"DEATH TO MINIMALISM" by Nathan J. Robinson in
Current Affairs.
This article proposes "Minimalism is the aesthetic language of gentrification." I like the overall points the article is making—that clutter has character, and that minimalism everywhere would be dull, and that there's an increasing trend toward minimalism and sameness, which isn't good.
But, at the risk of revealing that I have the soul of a gentrifier, I have such different reactions to some of the rooms and buildings that the article is calling out as examples of deadly minimalism. Take this
before-and-after photo of an Oakland Victorian, originally from a tweet by SF Gate, which likes the new version better. Robinson likes the old version better. I agree that the old version has more personality, and I'm sad that they tore it down. The new version, though, doesn't look like a corpse to me, but like a canvas ready to be personalized.
Robinson contrasts some "boring-ass" windows on the side of a gray building with the inside of the
Nasir-ol-molk ("Pink") Mosque. Leaving aside that these are hardly similar things, I don't think the gray windows are boring-ass. They come in several different shapes and are positioned in different configurations, and some of them have green frames. Compared to what's on the outside of most skyscrapers it's quite varied. I would love to spend hours looking at the mosque and its windows, but I wouldn't want to live there. I would get overwhelmed.

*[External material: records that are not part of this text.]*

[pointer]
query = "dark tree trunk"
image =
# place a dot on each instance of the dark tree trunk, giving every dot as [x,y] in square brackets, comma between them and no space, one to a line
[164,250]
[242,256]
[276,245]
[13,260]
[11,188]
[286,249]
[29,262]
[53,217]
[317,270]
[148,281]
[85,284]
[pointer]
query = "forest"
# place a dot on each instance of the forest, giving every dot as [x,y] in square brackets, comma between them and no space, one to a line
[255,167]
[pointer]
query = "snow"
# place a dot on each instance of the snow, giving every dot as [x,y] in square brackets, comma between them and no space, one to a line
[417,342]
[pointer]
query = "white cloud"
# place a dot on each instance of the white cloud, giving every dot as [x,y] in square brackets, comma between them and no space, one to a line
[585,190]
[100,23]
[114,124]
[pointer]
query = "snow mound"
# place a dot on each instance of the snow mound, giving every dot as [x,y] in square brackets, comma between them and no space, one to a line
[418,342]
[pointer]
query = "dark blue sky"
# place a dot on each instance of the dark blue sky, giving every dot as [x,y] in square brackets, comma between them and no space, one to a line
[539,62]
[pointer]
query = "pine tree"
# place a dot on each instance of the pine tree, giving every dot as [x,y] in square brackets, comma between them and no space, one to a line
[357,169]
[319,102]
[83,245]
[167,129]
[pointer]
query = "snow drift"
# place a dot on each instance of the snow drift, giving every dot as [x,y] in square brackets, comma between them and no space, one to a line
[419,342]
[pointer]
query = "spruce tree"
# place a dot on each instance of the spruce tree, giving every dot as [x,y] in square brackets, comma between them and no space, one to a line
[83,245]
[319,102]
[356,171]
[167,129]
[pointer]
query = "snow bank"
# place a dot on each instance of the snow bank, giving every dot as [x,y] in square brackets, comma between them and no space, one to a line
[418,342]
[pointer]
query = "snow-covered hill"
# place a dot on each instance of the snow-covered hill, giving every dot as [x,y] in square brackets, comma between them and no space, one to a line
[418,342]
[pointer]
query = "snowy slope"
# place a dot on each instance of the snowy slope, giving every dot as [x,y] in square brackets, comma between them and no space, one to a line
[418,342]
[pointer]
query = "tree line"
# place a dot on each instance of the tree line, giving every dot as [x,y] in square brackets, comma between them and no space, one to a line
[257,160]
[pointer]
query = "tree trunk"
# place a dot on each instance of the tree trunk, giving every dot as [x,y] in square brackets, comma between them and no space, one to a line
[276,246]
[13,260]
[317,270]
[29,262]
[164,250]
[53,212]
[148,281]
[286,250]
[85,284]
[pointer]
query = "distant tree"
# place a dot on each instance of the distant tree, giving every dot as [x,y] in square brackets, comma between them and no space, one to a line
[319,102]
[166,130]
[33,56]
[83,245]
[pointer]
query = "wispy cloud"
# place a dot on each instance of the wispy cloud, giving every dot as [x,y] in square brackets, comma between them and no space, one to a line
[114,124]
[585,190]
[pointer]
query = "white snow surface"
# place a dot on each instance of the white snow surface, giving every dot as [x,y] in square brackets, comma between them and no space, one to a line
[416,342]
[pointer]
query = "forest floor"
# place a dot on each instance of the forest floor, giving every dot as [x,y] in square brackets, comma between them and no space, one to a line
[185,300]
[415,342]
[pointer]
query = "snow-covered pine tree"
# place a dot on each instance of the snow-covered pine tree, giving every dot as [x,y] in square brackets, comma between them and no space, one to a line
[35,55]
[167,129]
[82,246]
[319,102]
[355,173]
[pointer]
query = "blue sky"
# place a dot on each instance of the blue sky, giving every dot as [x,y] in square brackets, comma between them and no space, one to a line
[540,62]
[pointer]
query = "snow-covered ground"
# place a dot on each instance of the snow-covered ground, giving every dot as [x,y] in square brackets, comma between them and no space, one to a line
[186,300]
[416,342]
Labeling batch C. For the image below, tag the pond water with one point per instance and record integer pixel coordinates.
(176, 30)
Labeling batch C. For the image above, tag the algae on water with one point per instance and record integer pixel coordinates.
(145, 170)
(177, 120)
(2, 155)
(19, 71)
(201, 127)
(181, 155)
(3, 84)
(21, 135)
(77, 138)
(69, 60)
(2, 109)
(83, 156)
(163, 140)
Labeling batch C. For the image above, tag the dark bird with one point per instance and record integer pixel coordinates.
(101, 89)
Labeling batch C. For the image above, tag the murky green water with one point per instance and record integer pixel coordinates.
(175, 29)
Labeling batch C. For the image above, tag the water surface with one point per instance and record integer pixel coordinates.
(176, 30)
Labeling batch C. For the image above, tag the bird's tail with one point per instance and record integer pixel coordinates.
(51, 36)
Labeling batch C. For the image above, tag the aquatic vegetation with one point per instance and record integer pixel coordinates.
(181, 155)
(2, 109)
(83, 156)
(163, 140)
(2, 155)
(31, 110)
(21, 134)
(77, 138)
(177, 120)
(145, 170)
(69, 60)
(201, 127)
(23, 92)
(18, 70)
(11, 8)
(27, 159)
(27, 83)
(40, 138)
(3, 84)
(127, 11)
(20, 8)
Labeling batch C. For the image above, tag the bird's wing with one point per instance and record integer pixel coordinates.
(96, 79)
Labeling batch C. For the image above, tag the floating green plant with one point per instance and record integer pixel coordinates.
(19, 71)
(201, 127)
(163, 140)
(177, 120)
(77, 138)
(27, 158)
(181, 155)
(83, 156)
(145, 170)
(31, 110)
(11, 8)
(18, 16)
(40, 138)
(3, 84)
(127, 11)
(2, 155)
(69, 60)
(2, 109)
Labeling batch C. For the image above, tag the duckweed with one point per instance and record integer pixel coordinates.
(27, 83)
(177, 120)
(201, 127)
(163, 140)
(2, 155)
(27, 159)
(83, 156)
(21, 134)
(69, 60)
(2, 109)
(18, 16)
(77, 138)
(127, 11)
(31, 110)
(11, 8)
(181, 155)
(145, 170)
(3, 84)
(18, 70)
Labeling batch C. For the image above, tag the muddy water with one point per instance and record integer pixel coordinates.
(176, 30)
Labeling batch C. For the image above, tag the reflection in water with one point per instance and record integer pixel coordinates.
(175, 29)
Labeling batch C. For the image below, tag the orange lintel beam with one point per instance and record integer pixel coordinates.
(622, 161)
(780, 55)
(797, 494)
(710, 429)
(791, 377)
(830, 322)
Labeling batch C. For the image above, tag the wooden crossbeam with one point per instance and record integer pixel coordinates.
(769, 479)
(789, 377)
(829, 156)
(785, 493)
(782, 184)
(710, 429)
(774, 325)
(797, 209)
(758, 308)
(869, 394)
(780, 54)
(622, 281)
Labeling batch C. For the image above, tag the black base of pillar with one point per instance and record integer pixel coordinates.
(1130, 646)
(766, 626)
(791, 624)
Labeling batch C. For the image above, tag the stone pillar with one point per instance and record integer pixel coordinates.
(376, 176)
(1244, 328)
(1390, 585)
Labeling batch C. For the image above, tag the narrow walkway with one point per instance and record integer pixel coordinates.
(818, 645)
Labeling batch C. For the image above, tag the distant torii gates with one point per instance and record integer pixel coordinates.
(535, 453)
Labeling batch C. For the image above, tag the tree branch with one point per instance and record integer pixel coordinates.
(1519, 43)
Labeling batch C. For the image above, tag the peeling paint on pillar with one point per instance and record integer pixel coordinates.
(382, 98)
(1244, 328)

Then we are presented with four bathrooms. (Three of the images are links.) The author complains that one of them is all white and there's no door on the walk-in shower. I agree that the shower would be better with a door. He likes the other three bathrooms better because they have flowers and clawfoot tubs and "Who doesn't like flowers?" I see them like this: 1 accessible bathroom, which has a wall that could be painted if you felt like it. 3 bathrooms with clawfoot tubs where, the minute I tried to get out of the tub on the slippery floor, I would break my neck.